Change Is Good And If You Don’t Think So Ask Any 80-Year-Old Gay Black Woman

If a smiley Jackie Chan doesn’t inspire the world to legalize gay marriage then what will?

You know that David Bowie song, “Changes”? It’s the one where he develops a stutter in a very specific portion of the chorus. (Ch-ch-ch-changes/Turn and face the stranger/Ch-ch-ch-changes…) Yeah, you know the song. My own life has changed fairly drastically as I recently traveled down a few highways, back alleys, and pot-hole filled roads until I arrived at my new apartment in the middle of the Bronx. And as much as I would like to spend my next 900 or so words talking about the aesthetics of Jackie Chan’s Rumble in the Bronx and how I futilely searched for the movie’s pivotal supermarket before realizing Rumble was actually filmed in Vancouver, I won’t because that would be silly and this is a serious film editorial for serious film editorial readers in a serious film editorial kind of world. (And, no, I don’t actually understand what that means either.)

Change is good – is it not? We can’t remain in stasis for day after day after week after month after year. So, we move on, we mend our broken bones and hearts, and we attempt to carve out a piece of the Earth so we can construct our white picket fences. Maybe we’ll even get a little Jack Russell terrier or Labrador to jump up and slobber on us when we unlock the gate.

At the recommendation of my favorite Singaporean pen pal, I watched Beginners, a 2010 romantic dramedy about a man named Oliver (played by Ewan McGregor) coming to terms with a whole heap of changes – namely his father Hal’s (played in flashbacks by Christopher Plummer) new romantic relationship and, later, his death just a few years after Hal came out as gay.

Can you imagine being trapped within your body for 75 years?

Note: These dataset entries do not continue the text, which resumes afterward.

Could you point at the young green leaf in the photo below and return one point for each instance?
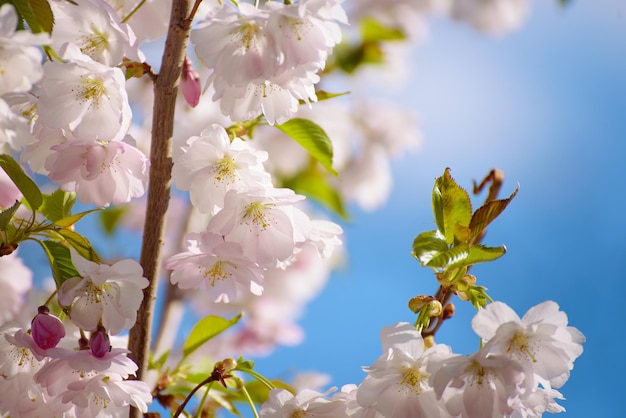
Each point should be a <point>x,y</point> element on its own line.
<point>374,31</point>
<point>485,214</point>
<point>312,138</point>
<point>453,209</point>
<point>207,328</point>
<point>428,245</point>
<point>7,214</point>
<point>60,261</point>
<point>29,189</point>
<point>37,14</point>
<point>72,219</point>
<point>314,183</point>
<point>57,205</point>
<point>80,244</point>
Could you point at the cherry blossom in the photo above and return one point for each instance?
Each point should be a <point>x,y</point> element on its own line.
<point>104,294</point>
<point>282,403</point>
<point>217,266</point>
<point>264,222</point>
<point>211,165</point>
<point>397,384</point>
<point>541,339</point>
<point>96,29</point>
<point>84,96</point>
<point>99,172</point>
<point>20,59</point>
<point>47,329</point>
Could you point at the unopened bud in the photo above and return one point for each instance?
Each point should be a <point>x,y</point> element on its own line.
<point>435,308</point>
<point>47,329</point>
<point>190,84</point>
<point>99,342</point>
<point>418,302</point>
<point>448,311</point>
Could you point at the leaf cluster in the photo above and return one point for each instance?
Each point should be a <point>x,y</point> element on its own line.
<point>50,223</point>
<point>452,248</point>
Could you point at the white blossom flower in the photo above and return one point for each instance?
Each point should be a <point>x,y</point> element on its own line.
<point>541,339</point>
<point>282,403</point>
<point>397,384</point>
<point>211,165</point>
<point>84,96</point>
<point>216,266</point>
<point>264,222</point>
<point>96,29</point>
<point>99,172</point>
<point>14,129</point>
<point>103,294</point>
<point>20,59</point>
<point>481,385</point>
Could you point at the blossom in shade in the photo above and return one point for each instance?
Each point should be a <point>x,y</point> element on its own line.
<point>99,342</point>
<point>282,403</point>
<point>541,340</point>
<point>217,266</point>
<point>47,329</point>
<point>96,29</point>
<point>99,172</point>
<point>105,294</point>
<point>481,385</point>
<point>211,165</point>
<point>84,96</point>
<point>397,384</point>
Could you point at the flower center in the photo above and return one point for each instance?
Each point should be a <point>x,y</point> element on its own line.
<point>413,380</point>
<point>94,44</point>
<point>91,90</point>
<point>217,272</point>
<point>255,213</point>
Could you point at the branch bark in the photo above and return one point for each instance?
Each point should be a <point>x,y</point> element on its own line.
<point>165,91</point>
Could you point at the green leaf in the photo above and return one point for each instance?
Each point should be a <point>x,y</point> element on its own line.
<point>481,254</point>
<point>374,31</point>
<point>57,205</point>
<point>37,14</point>
<point>315,184</point>
<point>312,138</point>
<point>72,219</point>
<point>29,189</point>
<point>428,245</point>
<point>453,209</point>
<point>60,261</point>
<point>80,244</point>
<point>207,328</point>
<point>450,258</point>
<point>7,214</point>
<point>111,217</point>
<point>485,214</point>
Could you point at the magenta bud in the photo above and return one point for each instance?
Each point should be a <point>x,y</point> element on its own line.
<point>190,84</point>
<point>47,329</point>
<point>99,343</point>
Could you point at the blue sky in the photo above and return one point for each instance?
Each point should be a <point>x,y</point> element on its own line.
<point>546,104</point>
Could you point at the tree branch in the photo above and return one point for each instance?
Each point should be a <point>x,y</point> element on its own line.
<point>165,91</point>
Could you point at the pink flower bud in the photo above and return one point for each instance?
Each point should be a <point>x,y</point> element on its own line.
<point>99,343</point>
<point>47,329</point>
<point>190,84</point>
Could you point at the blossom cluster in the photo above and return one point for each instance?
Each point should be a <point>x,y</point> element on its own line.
<point>51,368</point>
<point>516,373</point>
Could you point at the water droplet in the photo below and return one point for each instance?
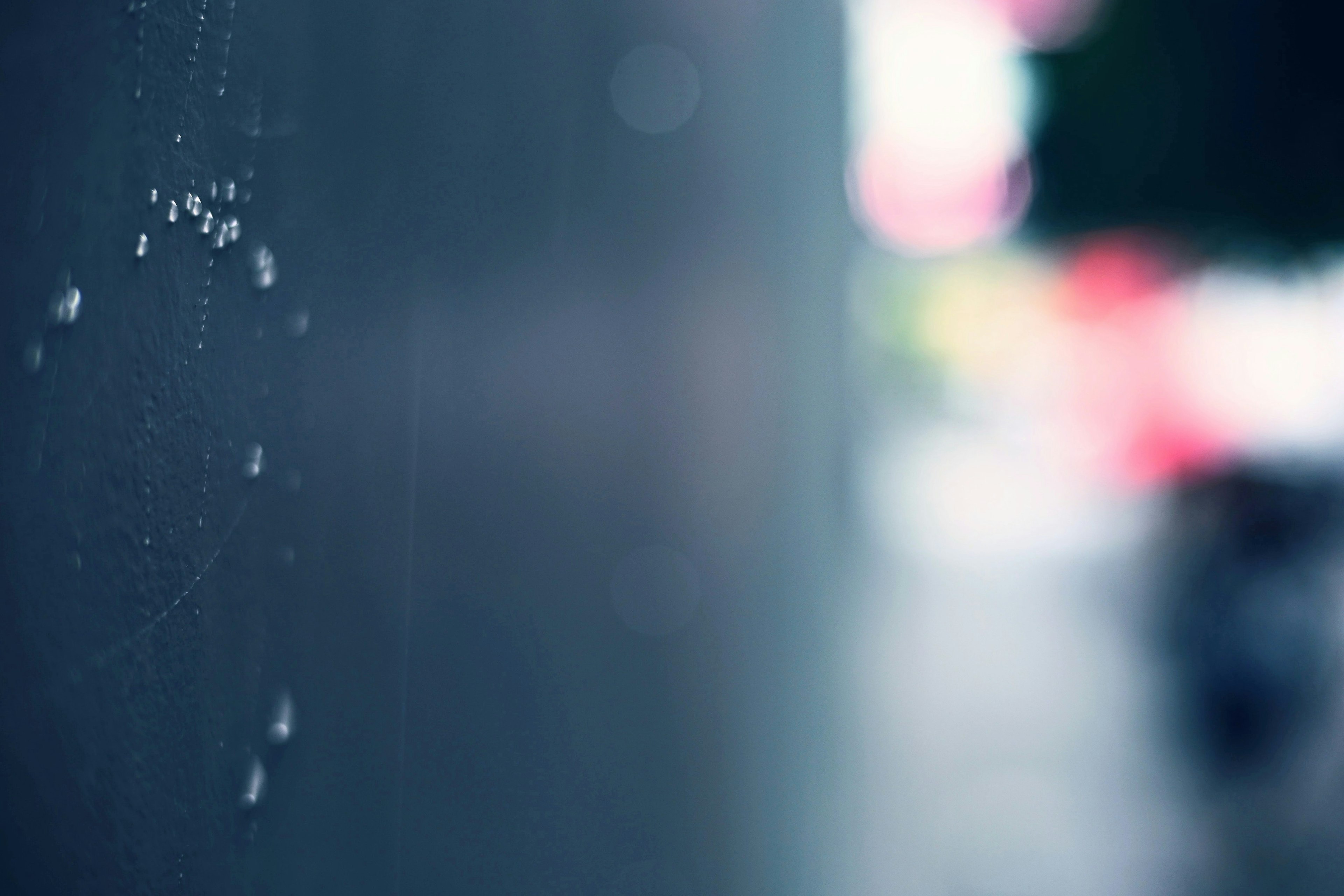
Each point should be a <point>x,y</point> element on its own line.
<point>299,323</point>
<point>230,227</point>
<point>254,463</point>
<point>655,89</point>
<point>281,721</point>
<point>254,786</point>
<point>33,355</point>
<point>66,306</point>
<point>264,266</point>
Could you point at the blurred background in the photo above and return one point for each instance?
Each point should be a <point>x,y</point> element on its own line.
<point>737,447</point>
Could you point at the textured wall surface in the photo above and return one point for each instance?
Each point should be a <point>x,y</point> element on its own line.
<point>510,340</point>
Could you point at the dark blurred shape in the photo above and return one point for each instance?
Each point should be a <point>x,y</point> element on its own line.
<point>1217,119</point>
<point>1252,602</point>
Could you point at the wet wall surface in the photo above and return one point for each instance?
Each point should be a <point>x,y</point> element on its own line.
<point>476,344</point>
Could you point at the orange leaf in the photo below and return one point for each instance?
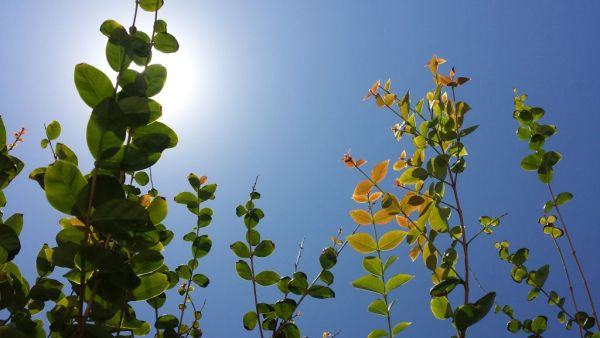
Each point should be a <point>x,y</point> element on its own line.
<point>388,99</point>
<point>361,217</point>
<point>379,171</point>
<point>360,198</point>
<point>360,162</point>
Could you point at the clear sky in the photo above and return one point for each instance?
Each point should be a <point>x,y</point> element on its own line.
<point>275,87</point>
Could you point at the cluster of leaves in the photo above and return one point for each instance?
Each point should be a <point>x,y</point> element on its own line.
<point>14,288</point>
<point>375,280</point>
<point>537,279</point>
<point>109,248</point>
<point>279,317</point>
<point>543,161</point>
<point>435,125</point>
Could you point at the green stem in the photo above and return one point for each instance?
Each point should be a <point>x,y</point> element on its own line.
<point>385,298</point>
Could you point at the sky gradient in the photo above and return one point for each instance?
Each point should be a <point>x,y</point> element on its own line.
<point>275,88</point>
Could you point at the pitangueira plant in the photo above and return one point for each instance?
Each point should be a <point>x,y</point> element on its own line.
<point>109,248</point>
<point>435,226</point>
<point>279,319</point>
<point>553,224</point>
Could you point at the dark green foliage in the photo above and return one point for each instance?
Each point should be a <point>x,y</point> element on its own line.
<point>279,317</point>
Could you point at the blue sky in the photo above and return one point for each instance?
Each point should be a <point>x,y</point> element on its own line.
<point>274,88</point>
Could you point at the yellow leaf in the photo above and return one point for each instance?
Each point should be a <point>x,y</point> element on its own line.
<point>363,188</point>
<point>379,100</point>
<point>77,222</point>
<point>414,253</point>
<point>362,243</point>
<point>399,165</point>
<point>145,200</point>
<point>375,87</point>
<point>391,239</point>
<point>360,198</point>
<point>388,99</point>
<point>375,196</point>
<point>382,217</point>
<point>402,221</point>
<point>379,171</point>
<point>387,85</point>
<point>361,217</point>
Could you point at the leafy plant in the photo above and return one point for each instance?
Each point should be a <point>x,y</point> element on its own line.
<point>435,125</point>
<point>278,318</point>
<point>109,250</point>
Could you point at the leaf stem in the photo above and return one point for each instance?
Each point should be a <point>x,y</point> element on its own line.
<point>385,298</point>
<point>574,254</point>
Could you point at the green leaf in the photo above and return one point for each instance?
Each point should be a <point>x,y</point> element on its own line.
<point>9,244</point>
<point>109,26</point>
<point>373,265</point>
<point>469,314</point>
<point>250,320</point>
<point>53,130</point>
<point>139,111</point>
<point>243,270</point>
<point>440,307</point>
<point>328,258</point>
<point>93,85</point>
<point>63,182</point>
<point>200,280</point>
<point>377,333</point>
<point>150,286</point>
<point>141,178</point>
<point>320,292</point>
<point>438,220</point>
<point>563,198</point>
<point>378,307</point>
<point>400,327</point>
<point>264,248</point>
<point>155,77</point>
<point>65,153</point>
<point>240,249</point>
<point>151,5</point>
<point>369,283</point>
<point>166,322</point>
<point>146,261</point>
<point>155,137</point>
<point>537,278</point>
<point>396,281</point>
<point>445,287</point>
<point>539,324</point>
<point>46,289</point>
<point>285,308</point>
<point>513,326</point>
<point>166,43</point>
<point>44,263</point>
<point>201,246</point>
<point>120,216</point>
<point>104,141</point>
<point>15,222</point>
<point>266,278</point>
<point>158,210</point>
<point>160,26</point>
<point>391,239</point>
<point>413,175</point>
<point>362,243</point>
<point>531,162</point>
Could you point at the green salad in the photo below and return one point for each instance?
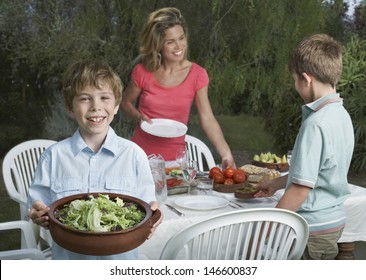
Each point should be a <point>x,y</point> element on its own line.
<point>100,214</point>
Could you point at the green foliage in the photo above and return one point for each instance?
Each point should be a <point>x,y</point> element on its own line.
<point>353,87</point>
<point>243,44</point>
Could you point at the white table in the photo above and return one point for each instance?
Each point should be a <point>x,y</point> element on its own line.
<point>355,229</point>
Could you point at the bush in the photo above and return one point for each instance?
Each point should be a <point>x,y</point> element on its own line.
<point>353,88</point>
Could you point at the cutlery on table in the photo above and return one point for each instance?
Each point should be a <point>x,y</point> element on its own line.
<point>174,210</point>
<point>237,204</point>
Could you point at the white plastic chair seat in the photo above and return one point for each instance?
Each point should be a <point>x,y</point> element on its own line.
<point>19,165</point>
<point>30,250</point>
<point>199,151</point>
<point>239,235</point>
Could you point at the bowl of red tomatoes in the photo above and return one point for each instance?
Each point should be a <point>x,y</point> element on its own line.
<point>228,180</point>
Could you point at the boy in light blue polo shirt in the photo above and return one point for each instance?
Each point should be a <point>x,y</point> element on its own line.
<point>316,185</point>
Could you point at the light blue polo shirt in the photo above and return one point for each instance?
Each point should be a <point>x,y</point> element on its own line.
<point>321,158</point>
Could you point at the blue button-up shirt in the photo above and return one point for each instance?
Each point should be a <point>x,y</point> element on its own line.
<point>70,167</point>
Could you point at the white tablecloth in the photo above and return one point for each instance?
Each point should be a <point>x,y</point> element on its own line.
<point>355,229</point>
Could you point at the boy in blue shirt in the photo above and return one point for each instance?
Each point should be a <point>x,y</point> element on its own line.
<point>94,159</point>
<point>317,185</point>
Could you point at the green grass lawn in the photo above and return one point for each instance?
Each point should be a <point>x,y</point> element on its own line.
<point>245,133</point>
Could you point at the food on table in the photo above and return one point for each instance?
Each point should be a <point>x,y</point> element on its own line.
<point>219,178</point>
<point>249,189</point>
<point>173,182</point>
<point>247,192</point>
<point>229,181</point>
<point>270,158</point>
<point>214,170</point>
<point>100,214</point>
<point>250,169</point>
<point>229,172</point>
<point>229,176</point>
<point>173,171</point>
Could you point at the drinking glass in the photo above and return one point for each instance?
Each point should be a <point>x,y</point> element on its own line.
<point>189,171</point>
<point>180,156</point>
<point>289,156</point>
<point>157,166</point>
<point>204,186</point>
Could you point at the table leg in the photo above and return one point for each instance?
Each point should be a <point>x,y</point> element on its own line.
<point>346,251</point>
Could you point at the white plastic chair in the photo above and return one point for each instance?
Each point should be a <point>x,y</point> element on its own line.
<point>19,166</point>
<point>30,250</point>
<point>199,151</point>
<point>248,234</point>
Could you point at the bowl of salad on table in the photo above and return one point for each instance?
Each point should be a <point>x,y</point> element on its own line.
<point>101,223</point>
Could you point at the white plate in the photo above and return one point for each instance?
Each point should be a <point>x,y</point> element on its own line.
<point>201,202</point>
<point>164,128</point>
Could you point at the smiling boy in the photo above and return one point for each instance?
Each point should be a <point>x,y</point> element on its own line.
<point>94,158</point>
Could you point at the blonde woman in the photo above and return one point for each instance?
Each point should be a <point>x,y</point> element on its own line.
<point>166,84</point>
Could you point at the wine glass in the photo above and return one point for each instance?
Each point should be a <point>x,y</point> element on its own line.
<point>189,171</point>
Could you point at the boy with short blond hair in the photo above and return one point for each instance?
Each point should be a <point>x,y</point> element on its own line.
<point>317,185</point>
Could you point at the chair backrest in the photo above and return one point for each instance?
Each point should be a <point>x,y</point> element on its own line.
<point>30,250</point>
<point>200,152</point>
<point>248,234</point>
<point>18,170</point>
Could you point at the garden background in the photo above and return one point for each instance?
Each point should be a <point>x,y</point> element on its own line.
<point>243,44</point>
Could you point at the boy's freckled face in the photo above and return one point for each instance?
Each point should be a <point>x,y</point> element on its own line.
<point>94,109</point>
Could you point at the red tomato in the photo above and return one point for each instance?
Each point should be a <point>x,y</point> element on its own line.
<point>214,170</point>
<point>229,172</point>
<point>240,170</point>
<point>239,177</point>
<point>218,178</point>
<point>229,181</point>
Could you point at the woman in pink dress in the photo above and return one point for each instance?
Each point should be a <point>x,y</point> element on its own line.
<point>166,84</point>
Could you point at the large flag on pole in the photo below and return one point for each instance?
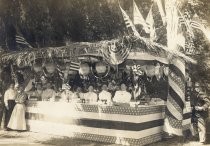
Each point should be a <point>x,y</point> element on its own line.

Can you imagine being forced to silence the screams of desire that threaten to explode from your mouth in every conversation? Can you imagine living alone, moored perpetually upon an island in your mind, and doomed to a life of lies and misdirections?

I am grateful for much in my life, not the least of which the opportunity to be honest and open about my sexuality without fearing violent (or even legal) repercussions. And while I am not gay (well, probably not anyway), I greatly empathize with the LGBT community and their struggle for equal rights. To me, the only acceptable path is complete equality for every single person on Earth regardless of sexual orientation, skin color, creed, nationality, age, or any other quality that we are born into without a choice in the matter.

Studies show that 50% of heterosexual couples are totally gay for each other.

There are plenty of people who may think I am an asshole due to the things I write. (Myself included.) Maybe one or two of them would even be inspired to douse my head with drink should we both be standing at the same bar. And that’s fine. They are making a judgment based on some words they think comprise a proportion of my personality. I welcome such judgments because they have absolutely nothing to do with my sexual orientation or ethnicity or faith (or lack thereof) or any other quality that is completely separate from my personality.

If you don’t like Ellen DeGeneres because you think she is boring or unfunny, that’s completely fine. We all have our preferences for comedy and perhaps you just don’t like her propensity to dance across the stage. But if you come to me and say that you don’t like her because she is a lesbian, well, I’m going to call you an ignorant piece of shit. And that’s just the way it goes.

In Beginners, Oliver’s flashbacks and selected memories grant us a picture of his mother and father over the course of their nearly fifty year marriage. The father knew he was gay the entire time, but he silenced his longings in order to have the white picket fence, the son, and the typical suburban community life that always seemed so desirable. He made the excruciating choice between having a “normal” family life or being completely ostracized and demeaned and segregated by his society. For this reason, it boggles my mind how a great proportion of the world still labors under the delusion that homosexuality is somehow a decision that can be made, that being gay is something like a light switch to be turned off and on.

Really? Does that make any sense? Why would anyone want to be gay? Life is hard enough as it is, and now you are throwing something onto yourself that is shunned and feared and hated and misunderstood by billions of people around the world. No one would willingly invite that kind of backlash unless it was as essential as blood in the veins and air in the lungs.

So, I have a lot of respect for the gay community and for other minorities that have been downtrodden over the eons. I have tremendous respect for someone who can wake up one day, swallow the lump in their throat, and step out into the world as something that will (probably) still carry a stigma for the entirety of their lives.

And on midnight of the seventh day, God granted gays the ability to dress really, really well.

Christopher Plummer’s character in Beginners grew up in a world full of prejudice. While his may be known as the “Greatest Generation,” we can be grateful that some of the past’s injustices have remained just where they should – in a bygone time and stuck to the pages of novels and history textbooks. While there is still an ocean of progress yet to be made, America (and much of the rest of the globe) has come far in a short period of time. It wasn’t that long ago that being gay or black or a woman (or one of a thousand other quantifiers) was reason enough to be labeled as an inferior member of society.

Cultural values change over time, and it’s okay. The world need not be fearful of change; we should only shrink back from a desire to preserve the status quo as a means to continue a culture of repression.

And also accept the message of hope from Beginners. Accept that change will come, permanence is an impossibility, and there will be time to make things better – we hope so anyway. Oliver’s dad waited until he was a 75-year-old widower to cast off his shackles and reveal himself to the world. In the film, he is able to experience a few years of pure honesty before death catches hold and carries his soul to whatever comes next.

For those who bang their heads against the gates enclosing their dreams, it’s a message to wait and gather strength and fear nothing except surrender. It’s a message to embrace the change and to smile even when life keeps knocking teeth out of your bloody mouth. It’s a message to keep fighting because, well, you know, it really does get better.